“Mobile communications have played a key role in bringing hope and higher living standards to billions of people [in developing countries, and the trend] “promises to accelerate in the coming decade as the capabilities of smartphones spread across the globe,” Nokia CEO Olli-Pekka Kallasvuo said in his International CES keynote yesterday.
Speaking as part of CES's third annual Technology In Emerging Countries program, Kallasvuo also pointed out that cellphones are not only a source of good business but a force for good. In the developing world, Nokia approaches business “from the point of view that you can do good business, and do good at the same time,” he told a packed audience.
In developing countries, the cellphone “has done more to improve people's lives than perhaps any technology in history,” he said.
Nokia has done its part by driving down the cost of basic handsets through its global scale and efficiencies so that phones are affordable to the world's poor populations, although many people still must pool their money to jointly buy and share a single phone, he said.
In these countries, Nokia provides Nokia Tools applications that farmers in India and Indonesia use to get pesticide advice and the latest information on crop prices and weather.
Nokia also provides basic-phone apps that help people learn a second language, use prepaid minutes as a type of currency to send to relatives in need of cash, and cut through India's notorious bureaucracy to streamline the ordering process between textile retailers and suppliers, he said.
Nokia developed these applications to deliver needed services in countries where data networks are unavailable and where consumers can't afford smartphones, he said. Because many consumers can't afford GPS-equipped phones, he added, Nokia developed an SMS-based service that uses cell-tower-location technology to create an online store of locally available products and services.
In the first half of this year, Nokia will commercially launch an online banking service that people can use to pay bills and transfer money. Although there are 4.6 billion cellular subscriptions in a world with 6.8 billion people, there are only 1.6 billion bank accounts, he noted.

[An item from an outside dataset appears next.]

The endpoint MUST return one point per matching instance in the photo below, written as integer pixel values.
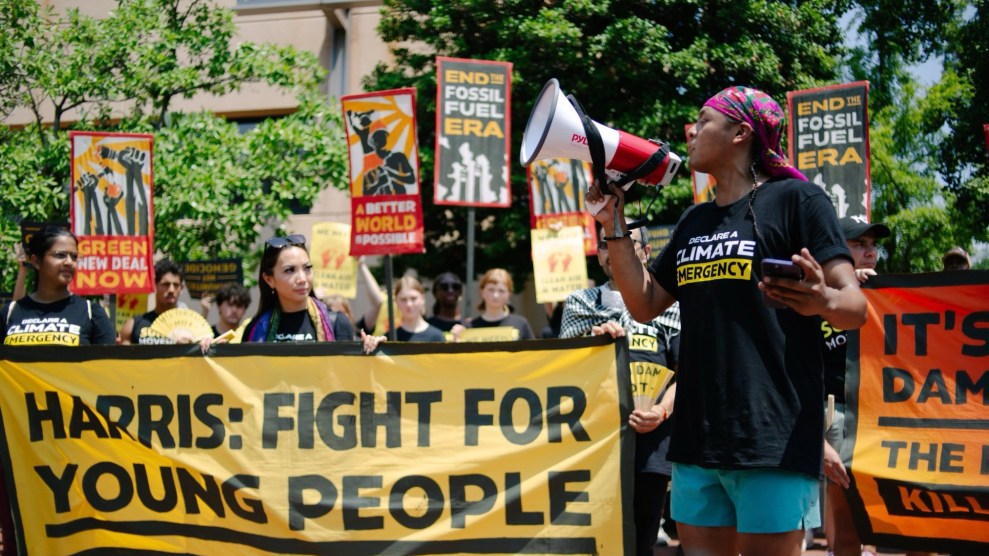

Kallasvuo used his bully pulpit to urge app developers and others to put more emphasis on creating products and services for the developing world. Nokia Life Tools costs users only $1/month, but those revenues can be multiplied by billons, he pointed out. “As this new frontier of upward mobility expands, it will open up countless opportunities — not just for the mobile industry, but for a wide range of businesses, content providers, software developers and entrepreneurs,” he said.
Putting his money where his mouth is, Kallasvuo announced a venture challenge that will award the winning company with a $1 million investment from Nokia for creating software, hardware or a service that will improve people's lives. Details are at www.callingallinnovators.com.